Der deutsche Bundeskanzler Olaf Scholz hat angeblich dem russischen Präsidenten Wladimir Putin mitgeteilt, dass die Ukraine 30 Jahre lang an einem Beitritt zur NATO gehindert worden wäre, um Moskau von den guten Absichten des Militärblocks zu überzeugen, berichtet "RT International". Am Wochenende enthüllte der deutsche Regierungschef einige Details seiner Gespräche mit Putin, bevor Russland seine Militäroperation in der Ukraine begann. Er glaube nun, dass Russland die ganze Zeit versucht habe, "sein Nachbarland zu erobern",  fügte der Kanzler hinzu. "Die NATO war nie eine Bedrohung für Russland", sagte Scholz zu Putin. Der Bundeskanzler gab nicht an, auf welches Gespräch er sich bezog, obwohl Scholz Putin Mitte Februar in Moskau getroffen hatte. Bei einem "Tag der offenen Tür" im Kanzleramt am Wochenende wies Scholz vor Journalisten auch zurück, dass das Militärbündnis die russischen Sicherheitsinteressen missachtet habe. Als die beiden Staats- und Regierungschefs über die Aussicht auf einen NATO-Beitritt der Ukraine sprachen, versicherte Scholz Putin, dass dies "in den nächsten 30 Jahren nicht geschehen wird", so der Kanzler. Scholz sagte auch, er werde den Dialog mit Russland nicht aufgeben, schlug aber einen härteren Ton an, als er die Motive Moskaus beurteilte. Insbesondere warf er Putin vor, den Konflikt aus "völlig absurden" Gründen begonnen zu haben.
"Dies ist ein Krieg, den Putin, Russland, begonnen hat, ... eindeutig mit der Absicht, sein Nachbarland zu erobern", sagte er vor Journalisten.
Er glaube, "dass dies das ursprüngliche Ziel" sei, das Moskau mit seinem militärischen Feldzug verfolge.
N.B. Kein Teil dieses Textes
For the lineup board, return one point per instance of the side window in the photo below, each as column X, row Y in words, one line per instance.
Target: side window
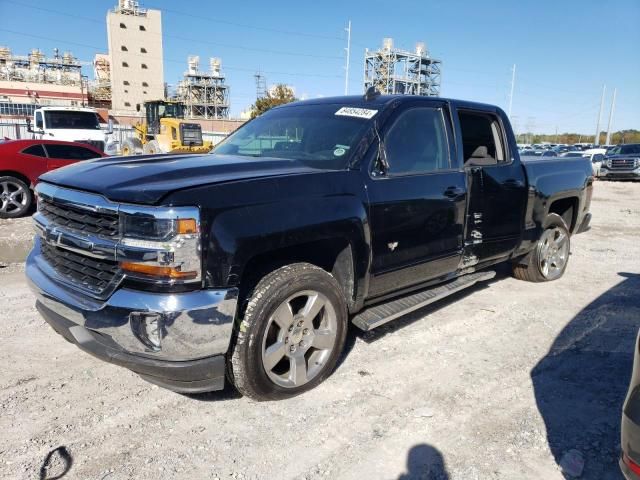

Der Bundeskanzler erinnerte auch daran, wie Putin ihm "erklärt" habe, dass die Ukraine und Weißrussland keine "getrennten Staaten" sein sollten. Auch die Idee, feste Sicherheitslinien in Europa zu ziehen, wies er zurück:
"Putin hatte tatsächlich die Idee, mit einem Filzstift über die europäische Landschaft zu streichen und dann zu sagen: 'Das ist meins und das ist deins'", sagte Scholz . "So funktiert das nicht", fügte er hinzu.
Der Dialog sollte genutzt werden, um Moskau die Stirn zu bieten. Ein Nachgeben sei keine sinnvolle Strategie, "man muss klar sein und darf sich nicht einschüchtern lassen", so der deutsche Bundeskanzler abschließend.